In 2000 the German government set up its own Lost Art Internet Database, www.lostart.de, also available in English and Russian. It lists 42,000 items confiscated by Soviet forces from German museums.

It also catalogs the remaining items in the so-called Linz collection, made up of works confiscated from Jews and opponents of the Nazis, which Hitler planned to place in a huge museum to be built in Linz, Austria.

Descriptions of lost items are posted by their owners, and items of questionable provenance are listed by museums. At least three paintings that belonged to Nazi victims have found their rightful owners through the site, said Michael Franz, the project's director. He added that he was considering linking the German site to the Russian one.

Christina Weiss, the German culture minister, said the Russian site was a "welcome step toward openness and transparency about previously hidden treasures."

Although Russia has said that it supports returning art to Holocaust victims, the mechanisms for such restitution are still unclear.

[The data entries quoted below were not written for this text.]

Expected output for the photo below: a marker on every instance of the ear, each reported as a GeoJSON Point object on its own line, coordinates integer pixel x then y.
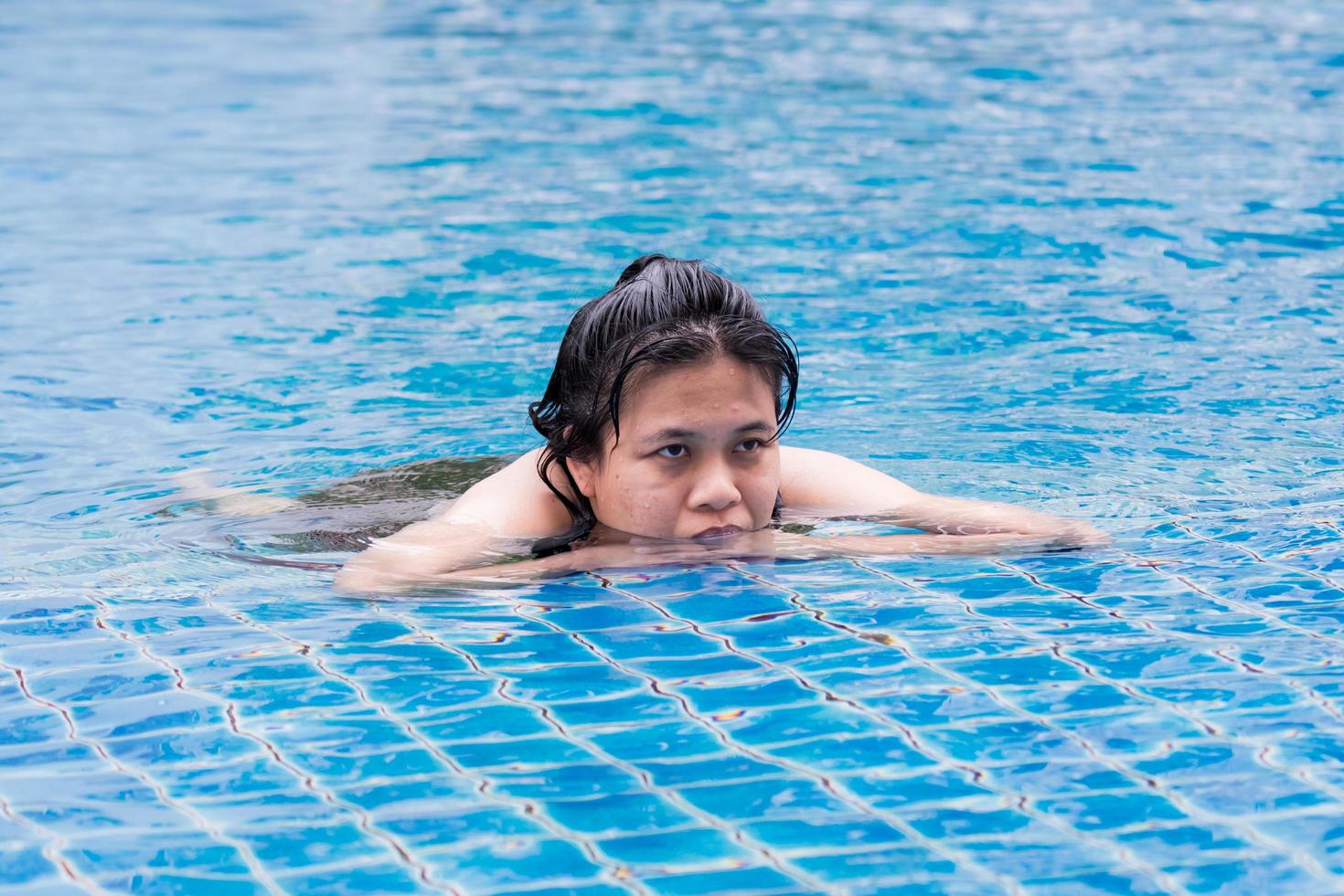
{"type": "Point", "coordinates": [583, 473]}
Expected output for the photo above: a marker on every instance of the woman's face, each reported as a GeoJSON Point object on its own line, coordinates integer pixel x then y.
{"type": "Point", "coordinates": [692, 460]}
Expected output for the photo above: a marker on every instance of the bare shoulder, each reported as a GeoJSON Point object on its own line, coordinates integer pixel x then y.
{"type": "Point", "coordinates": [512, 501]}
{"type": "Point", "coordinates": [834, 484]}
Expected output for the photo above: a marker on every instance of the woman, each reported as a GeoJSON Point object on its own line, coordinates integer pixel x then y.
{"type": "Point", "coordinates": [661, 423]}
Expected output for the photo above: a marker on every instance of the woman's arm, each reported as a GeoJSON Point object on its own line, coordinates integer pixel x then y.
{"type": "Point", "coordinates": [508, 506]}
{"type": "Point", "coordinates": [835, 485]}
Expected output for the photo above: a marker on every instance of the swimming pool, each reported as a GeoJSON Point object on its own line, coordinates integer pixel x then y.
{"type": "Point", "coordinates": [1046, 254]}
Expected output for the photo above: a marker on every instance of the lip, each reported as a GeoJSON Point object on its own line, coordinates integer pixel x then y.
{"type": "Point", "coordinates": [718, 534]}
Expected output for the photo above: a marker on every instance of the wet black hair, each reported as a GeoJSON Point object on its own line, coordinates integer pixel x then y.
{"type": "Point", "coordinates": [663, 312]}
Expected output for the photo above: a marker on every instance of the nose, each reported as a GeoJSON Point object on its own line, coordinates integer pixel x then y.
{"type": "Point", "coordinates": [715, 491]}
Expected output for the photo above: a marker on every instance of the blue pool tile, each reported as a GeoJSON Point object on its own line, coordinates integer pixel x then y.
{"type": "Point", "coordinates": [941, 822]}
{"type": "Point", "coordinates": [702, 667]}
{"type": "Point", "coordinates": [672, 849]}
{"type": "Point", "coordinates": [774, 726]}
{"type": "Point", "coordinates": [1264, 792]}
{"type": "Point", "coordinates": [1050, 775]}
{"type": "Point", "coordinates": [484, 720]}
{"type": "Point", "coordinates": [664, 641]}
{"type": "Point", "coordinates": [765, 798]}
{"type": "Point", "coordinates": [429, 693]}
{"type": "Point", "coordinates": [571, 683]}
{"type": "Point", "coordinates": [314, 844]}
{"type": "Point", "coordinates": [862, 752]}
{"type": "Point", "coordinates": [883, 864]}
{"type": "Point", "coordinates": [289, 806]}
{"type": "Point", "coordinates": [598, 617]}
{"type": "Point", "coordinates": [558, 890]}
{"type": "Point", "coordinates": [709, 607]}
{"type": "Point", "coordinates": [1131, 731]}
{"type": "Point", "coordinates": [1113, 809]}
{"type": "Point", "coordinates": [823, 835]}
{"type": "Point", "coordinates": [1250, 873]}
{"type": "Point", "coordinates": [375, 878]}
{"type": "Point", "coordinates": [638, 707]}
{"type": "Point", "coordinates": [618, 813]}
{"type": "Point", "coordinates": [565, 782]}
{"type": "Point", "coordinates": [900, 790]}
{"type": "Point", "coordinates": [432, 825]}
{"type": "Point", "coordinates": [1058, 698]}
{"type": "Point", "coordinates": [22, 863]}
{"type": "Point", "coordinates": [205, 883]}
{"type": "Point", "coordinates": [1320, 832]}
{"type": "Point", "coordinates": [1058, 864]}
{"type": "Point", "coordinates": [372, 661]}
{"type": "Point", "coordinates": [997, 741]}
{"type": "Point", "coordinates": [935, 709]}
{"type": "Point", "coordinates": [1199, 761]}
{"type": "Point", "coordinates": [345, 769]}
{"type": "Point", "coordinates": [720, 769]}
{"type": "Point", "coordinates": [680, 739]}
{"type": "Point", "coordinates": [735, 880]}
{"type": "Point", "coordinates": [527, 752]}
{"type": "Point", "coordinates": [120, 852]}
{"type": "Point", "coordinates": [765, 689]}
{"type": "Point", "coordinates": [1038, 667]}
{"type": "Point", "coordinates": [441, 790]}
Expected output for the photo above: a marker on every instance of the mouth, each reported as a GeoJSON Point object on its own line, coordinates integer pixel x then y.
{"type": "Point", "coordinates": [718, 534]}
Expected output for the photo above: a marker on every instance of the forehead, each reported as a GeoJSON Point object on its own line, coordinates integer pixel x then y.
{"type": "Point", "coordinates": [723, 392]}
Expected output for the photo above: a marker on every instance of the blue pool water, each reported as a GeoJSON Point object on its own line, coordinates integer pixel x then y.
{"type": "Point", "coordinates": [1043, 252]}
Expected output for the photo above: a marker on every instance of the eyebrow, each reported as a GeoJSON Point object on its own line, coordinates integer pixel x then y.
{"type": "Point", "coordinates": [672, 432]}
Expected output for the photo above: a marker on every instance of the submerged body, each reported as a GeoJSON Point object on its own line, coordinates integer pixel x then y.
{"type": "Point", "coordinates": [695, 475]}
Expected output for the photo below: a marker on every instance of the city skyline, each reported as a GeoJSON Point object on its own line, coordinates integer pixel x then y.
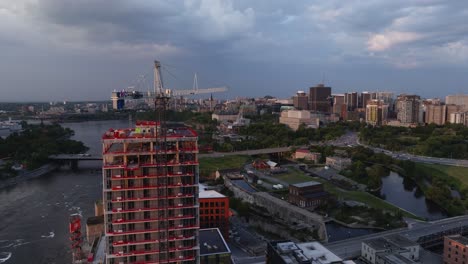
{"type": "Point", "coordinates": [67, 50]}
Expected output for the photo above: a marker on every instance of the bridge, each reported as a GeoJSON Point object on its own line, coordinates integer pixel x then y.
{"type": "Point", "coordinates": [246, 152]}
{"type": "Point", "coordinates": [73, 159]}
{"type": "Point", "coordinates": [69, 157]}
{"type": "Point", "coordinates": [427, 234]}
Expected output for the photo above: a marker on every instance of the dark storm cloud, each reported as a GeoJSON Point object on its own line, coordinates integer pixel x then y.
{"type": "Point", "coordinates": [253, 45]}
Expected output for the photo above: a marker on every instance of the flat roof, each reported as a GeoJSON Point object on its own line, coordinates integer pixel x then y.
{"type": "Point", "coordinates": [173, 131]}
{"type": "Point", "coordinates": [395, 258]}
{"type": "Point", "coordinates": [379, 243]}
{"type": "Point", "coordinates": [401, 241]}
{"type": "Point", "coordinates": [306, 184]}
{"type": "Point", "coordinates": [460, 239]}
{"type": "Point", "coordinates": [212, 242]}
{"type": "Point", "coordinates": [95, 220]}
{"type": "Point", "coordinates": [210, 194]}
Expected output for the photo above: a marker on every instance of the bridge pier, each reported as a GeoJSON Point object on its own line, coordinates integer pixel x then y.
{"type": "Point", "coordinates": [74, 164]}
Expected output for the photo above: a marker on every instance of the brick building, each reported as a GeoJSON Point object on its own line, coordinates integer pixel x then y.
{"type": "Point", "coordinates": [214, 211]}
{"type": "Point", "coordinates": [455, 249]}
{"type": "Point", "coordinates": [307, 194]}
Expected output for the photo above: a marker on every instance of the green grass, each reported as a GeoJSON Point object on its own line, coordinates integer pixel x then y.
{"type": "Point", "coordinates": [363, 197]}
{"type": "Point", "coordinates": [292, 176]}
{"type": "Point", "coordinates": [459, 173]}
{"type": "Point", "coordinates": [210, 165]}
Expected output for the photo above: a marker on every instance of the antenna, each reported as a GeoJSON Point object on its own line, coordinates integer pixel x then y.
{"type": "Point", "coordinates": [158, 84]}
{"type": "Point", "coordinates": [195, 83]}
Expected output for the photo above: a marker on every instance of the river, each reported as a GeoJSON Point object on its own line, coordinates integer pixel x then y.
{"type": "Point", "coordinates": [405, 194]}
{"type": "Point", "coordinates": [34, 214]}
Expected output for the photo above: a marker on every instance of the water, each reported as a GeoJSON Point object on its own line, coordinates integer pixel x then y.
{"type": "Point", "coordinates": [405, 194]}
{"type": "Point", "coordinates": [34, 214]}
{"type": "Point", "coordinates": [338, 232]}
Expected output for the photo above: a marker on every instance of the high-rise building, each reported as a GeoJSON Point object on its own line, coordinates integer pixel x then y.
{"type": "Point", "coordinates": [452, 108]}
{"type": "Point", "coordinates": [351, 100]}
{"type": "Point", "coordinates": [339, 106]}
{"type": "Point", "coordinates": [408, 109]}
{"type": "Point", "coordinates": [387, 97]}
{"type": "Point", "coordinates": [458, 118]}
{"type": "Point", "coordinates": [435, 113]}
{"type": "Point", "coordinates": [364, 99]}
{"type": "Point", "coordinates": [455, 248]}
{"type": "Point", "coordinates": [295, 118]}
{"type": "Point", "coordinates": [376, 112]}
{"type": "Point", "coordinates": [150, 194]}
{"type": "Point", "coordinates": [319, 98]}
{"type": "Point", "coordinates": [459, 99]}
{"type": "Point", "coordinates": [301, 101]}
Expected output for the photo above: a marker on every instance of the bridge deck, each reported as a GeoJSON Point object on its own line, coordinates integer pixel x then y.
{"type": "Point", "coordinates": [74, 157]}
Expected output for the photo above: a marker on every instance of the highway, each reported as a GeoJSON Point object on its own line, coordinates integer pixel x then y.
{"type": "Point", "coordinates": [351, 248]}
{"type": "Point", "coordinates": [351, 139]}
{"type": "Point", "coordinates": [245, 152]}
{"type": "Point", "coordinates": [416, 158]}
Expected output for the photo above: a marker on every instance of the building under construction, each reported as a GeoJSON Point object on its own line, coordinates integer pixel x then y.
{"type": "Point", "coordinates": [150, 194]}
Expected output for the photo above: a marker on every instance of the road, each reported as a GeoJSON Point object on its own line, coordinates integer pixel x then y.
{"type": "Point", "coordinates": [245, 152]}
{"type": "Point", "coordinates": [351, 139]}
{"type": "Point", "coordinates": [75, 157]}
{"type": "Point", "coordinates": [352, 247]}
{"type": "Point", "coordinates": [417, 158]}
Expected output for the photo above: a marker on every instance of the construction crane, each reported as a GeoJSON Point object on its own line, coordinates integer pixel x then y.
{"type": "Point", "coordinates": [133, 93]}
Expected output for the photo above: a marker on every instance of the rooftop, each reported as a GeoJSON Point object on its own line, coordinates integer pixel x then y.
{"type": "Point", "coordinates": [401, 241]}
{"type": "Point", "coordinates": [308, 252]}
{"type": "Point", "coordinates": [395, 258]}
{"type": "Point", "coordinates": [390, 242]}
{"type": "Point", "coordinates": [95, 220]}
{"type": "Point", "coordinates": [212, 242]}
{"type": "Point", "coordinates": [148, 129]}
{"type": "Point", "coordinates": [306, 184]}
{"type": "Point", "coordinates": [460, 239]}
{"type": "Point", "coordinates": [210, 194]}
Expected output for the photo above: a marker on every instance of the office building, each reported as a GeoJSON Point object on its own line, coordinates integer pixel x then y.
{"type": "Point", "coordinates": [213, 247]}
{"type": "Point", "coordinates": [301, 101]}
{"type": "Point", "coordinates": [435, 113]}
{"type": "Point", "coordinates": [408, 109]}
{"type": "Point", "coordinates": [364, 99]}
{"type": "Point", "coordinates": [150, 194]}
{"type": "Point", "coordinates": [451, 109]}
{"type": "Point", "coordinates": [376, 112]}
{"type": "Point", "coordinates": [214, 211]}
{"type": "Point", "coordinates": [458, 118]}
{"type": "Point", "coordinates": [459, 99]}
{"type": "Point", "coordinates": [351, 100]}
{"type": "Point", "coordinates": [337, 163]}
{"type": "Point", "coordinates": [307, 194]}
{"type": "Point", "coordinates": [319, 98]}
{"type": "Point", "coordinates": [295, 118]}
{"type": "Point", "coordinates": [455, 249]}
{"type": "Point", "coordinates": [339, 106]}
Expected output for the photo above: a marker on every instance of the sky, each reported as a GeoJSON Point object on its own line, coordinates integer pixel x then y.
{"type": "Point", "coordinates": [54, 50]}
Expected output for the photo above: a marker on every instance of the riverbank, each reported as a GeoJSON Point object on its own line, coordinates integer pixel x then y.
{"type": "Point", "coordinates": [28, 175]}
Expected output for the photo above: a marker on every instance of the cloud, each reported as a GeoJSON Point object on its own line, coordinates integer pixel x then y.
{"type": "Point", "coordinates": [384, 41]}
{"type": "Point", "coordinates": [262, 36]}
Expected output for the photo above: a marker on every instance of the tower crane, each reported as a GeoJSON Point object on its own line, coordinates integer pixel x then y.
{"type": "Point", "coordinates": [132, 92]}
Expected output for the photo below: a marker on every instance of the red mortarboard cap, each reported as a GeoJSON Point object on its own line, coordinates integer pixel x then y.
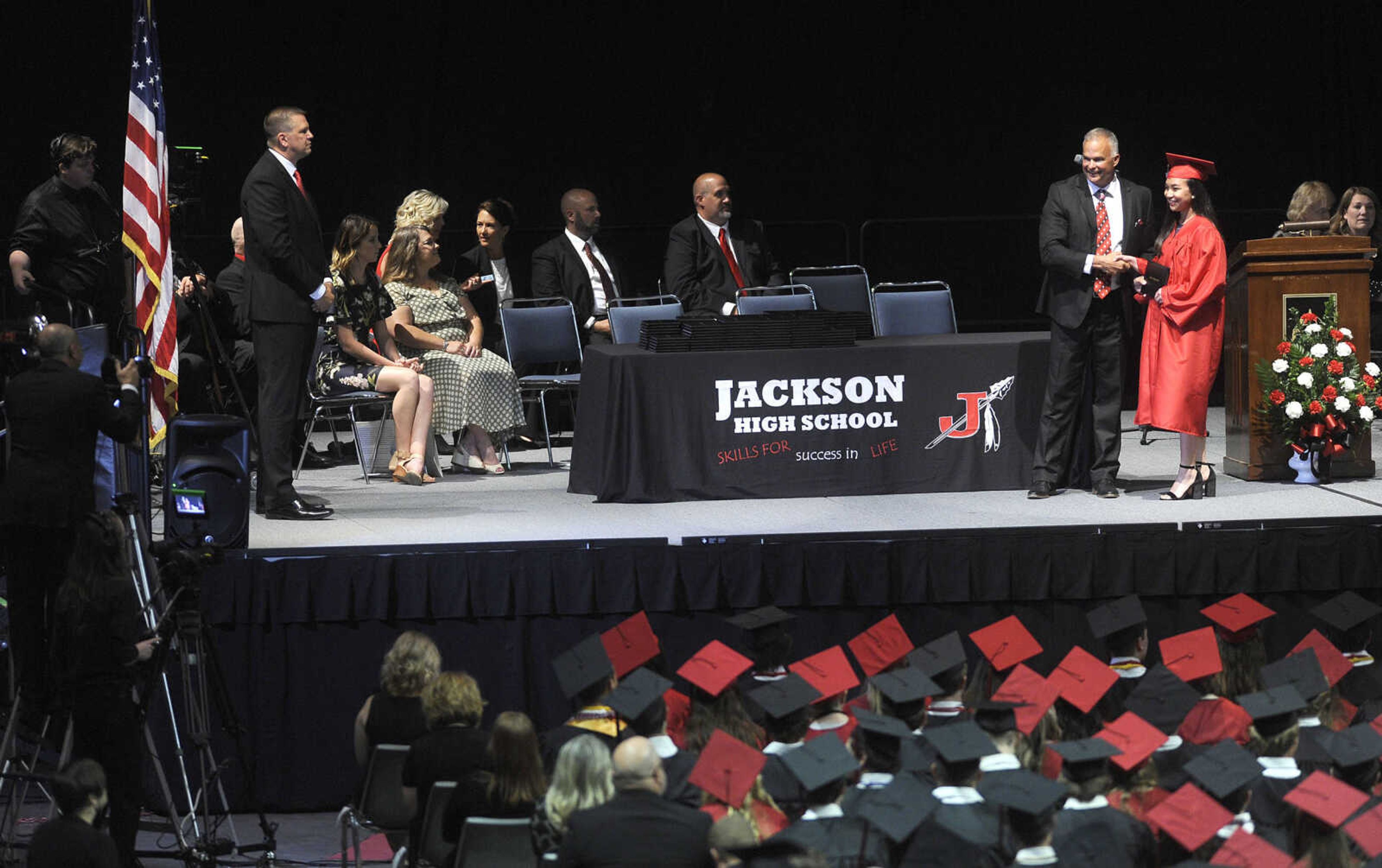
{"type": "Point", "coordinates": [1005, 643]}
{"type": "Point", "coordinates": [1189, 816]}
{"type": "Point", "coordinates": [828, 672]}
{"type": "Point", "coordinates": [1327, 799]}
{"type": "Point", "coordinates": [1034, 693]}
{"type": "Point", "coordinates": [1237, 617]}
{"type": "Point", "coordinates": [881, 646]}
{"type": "Point", "coordinates": [1135, 737]}
{"type": "Point", "coordinates": [1333, 663]}
{"type": "Point", "coordinates": [1248, 850]}
{"type": "Point", "coordinates": [631, 645]}
{"type": "Point", "coordinates": [715, 667]}
{"type": "Point", "coordinates": [1083, 679]}
{"type": "Point", "coordinates": [727, 768]}
{"type": "Point", "coordinates": [1192, 656]}
{"type": "Point", "coordinates": [1367, 831]}
{"type": "Point", "coordinates": [1182, 166]}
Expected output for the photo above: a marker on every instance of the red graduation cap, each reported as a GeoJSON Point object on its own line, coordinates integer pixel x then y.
{"type": "Point", "coordinates": [715, 667]}
{"type": "Point", "coordinates": [1083, 679]}
{"type": "Point", "coordinates": [1135, 737]}
{"type": "Point", "coordinates": [1182, 166]}
{"type": "Point", "coordinates": [881, 646]}
{"type": "Point", "coordinates": [727, 768]}
{"type": "Point", "coordinates": [1327, 799]}
{"type": "Point", "coordinates": [1036, 694]}
{"type": "Point", "coordinates": [1333, 663]}
{"type": "Point", "coordinates": [1192, 656]}
{"type": "Point", "coordinates": [1189, 816]}
{"type": "Point", "coordinates": [1005, 643]}
{"type": "Point", "coordinates": [631, 645]}
{"type": "Point", "coordinates": [1237, 617]}
{"type": "Point", "coordinates": [828, 672]}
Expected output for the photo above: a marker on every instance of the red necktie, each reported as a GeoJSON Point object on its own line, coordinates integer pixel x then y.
{"type": "Point", "coordinates": [1102, 244]}
{"type": "Point", "coordinates": [606, 284]}
{"type": "Point", "coordinates": [729, 256]}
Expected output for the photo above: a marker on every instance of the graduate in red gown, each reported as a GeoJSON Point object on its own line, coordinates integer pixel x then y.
{"type": "Point", "coordinates": [1183, 336]}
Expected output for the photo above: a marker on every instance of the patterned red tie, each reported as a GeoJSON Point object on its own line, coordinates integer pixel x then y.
{"type": "Point", "coordinates": [1102, 245]}
{"type": "Point", "coordinates": [729, 256]}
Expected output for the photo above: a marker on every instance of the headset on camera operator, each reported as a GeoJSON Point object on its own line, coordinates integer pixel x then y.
{"type": "Point", "coordinates": [67, 237]}
{"type": "Point", "coordinates": [100, 635]}
{"type": "Point", "coordinates": [54, 412]}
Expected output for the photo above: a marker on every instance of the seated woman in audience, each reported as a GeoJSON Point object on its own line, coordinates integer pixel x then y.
{"type": "Point", "coordinates": [394, 715]}
{"type": "Point", "coordinates": [421, 208]}
{"type": "Point", "coordinates": [581, 779]}
{"type": "Point", "coordinates": [352, 363]}
{"type": "Point", "coordinates": [476, 393]}
{"type": "Point", "coordinates": [510, 783]}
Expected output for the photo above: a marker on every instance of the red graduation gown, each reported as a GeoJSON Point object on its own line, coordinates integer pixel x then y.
{"type": "Point", "coordinates": [1183, 338]}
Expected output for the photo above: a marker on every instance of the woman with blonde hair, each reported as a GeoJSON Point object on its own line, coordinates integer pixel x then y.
{"type": "Point", "coordinates": [584, 777]}
{"type": "Point", "coordinates": [394, 715]}
{"type": "Point", "coordinates": [476, 393]}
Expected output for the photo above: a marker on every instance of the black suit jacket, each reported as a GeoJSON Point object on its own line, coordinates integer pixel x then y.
{"type": "Point", "coordinates": [638, 828]}
{"type": "Point", "coordinates": [1067, 235]}
{"type": "Point", "coordinates": [559, 271]}
{"type": "Point", "coordinates": [54, 414]}
{"type": "Point", "coordinates": [696, 270]}
{"type": "Point", "coordinates": [285, 260]}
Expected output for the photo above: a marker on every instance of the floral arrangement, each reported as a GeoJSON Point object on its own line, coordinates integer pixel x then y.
{"type": "Point", "coordinates": [1315, 393]}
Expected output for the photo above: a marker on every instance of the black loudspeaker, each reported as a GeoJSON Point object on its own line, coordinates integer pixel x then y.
{"type": "Point", "coordinates": [207, 484]}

A claim filed several years ago by Martha Nierenberg, the American granddaughter of Baron Maurice Herzog, a Hungarian Jew whose art collection included works by El Greco and Goya, has been bogged down in Russian court proceedings, said Charles Goldstein, chief legal counsel for the Commission for Art Recovery, a New York group established to spur restitution efforts. (Much of the Herzog art seized by Hitler's forces in Hungary was intercepted by Russia when the Nazis tried to ship it to Germany.)

Paintings labeled Herzog are on display with the permanent collection at the Pushkin. But Mr. Goldstein praised Russia's willingness to deal with its wartime legacy. "It's a very encouraging phenomenon," he said.

Mr. Kibovsky of the Culture Ministry in Russia said, "We want this question to go from the political and scandalous level to the cultural sphere, to be based on law and agreements."

Irina A. Antonova, the Pushkin's director, who as a young woman helped receive some of the wartime art taken to Moscow, declined to comment when she learned in late February that the Web site was already operating. The ministry had not informed the museum, which was still finalizing its art list, that the site was available, said Tatyana V. Potapova, the Pushkin's chief curator. She said a total of almost 740 of the museum's paintings would soon be posted there.

"We're ready for claims to be made," she said. "Our work is to display and study paintings."